SANTA MARIA, Calif. (AP) _ A civil jury Tuesday rejected a wrongful termination lawsuit brought against Michael Jackson by five former Neverland Ranch employees and awarded the pop star $60,000 in a countersuit.

A Superior Court jury found that Jackson and five staff members weren’t liable in a lawsuit that claimed workers were forced out for reasons including their cooperation in a child molestation probe.

One defendant, Andrew Merritt, also was found not liable of sexually harassing plaintiff Melanie Bagnall.

Jackson’s successful countersuit claimed two of the former workers stole sketches, personal notes, hats, toys and candy from the ranch, selling some items to tabloid newspapers.

The lawsuits went to trial in September.

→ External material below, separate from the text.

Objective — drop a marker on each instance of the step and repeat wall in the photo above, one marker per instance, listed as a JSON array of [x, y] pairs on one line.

The jury got the case on Thursday.

Jackson’s lawyer, Zia Modabber, said the evidence proved the plaintiffs were nothing more than ``people trying to capitalize on Michael’s fame.″

The plaintiffs claimed they were harassed and threatened by security guards and fired or forced to quit in 1994. Three claimed that they lost their jobs at the ranch for cooperating with a 1993 grand jury investigation into child molestation allegations against Jackson. Two said it was because they told authorities about illegal listening devices allegedly installed around the ranch.

Jackson was never charged with molestation. He reportedly paid more than $15 million to settle a lawsuit filed by the family of his 13-year-old accuser.

Jackson’s countersuit claimed that two of the ex-employees, Ralph Chacon and Adrian McManus, stole items from the ranch and later sold some of them.

The jury ordered Chacon to pay $25,000 in damages and McManus to pay $35,000. Punitive damages of $1 also were awarded because jurors found that the two acted with malice.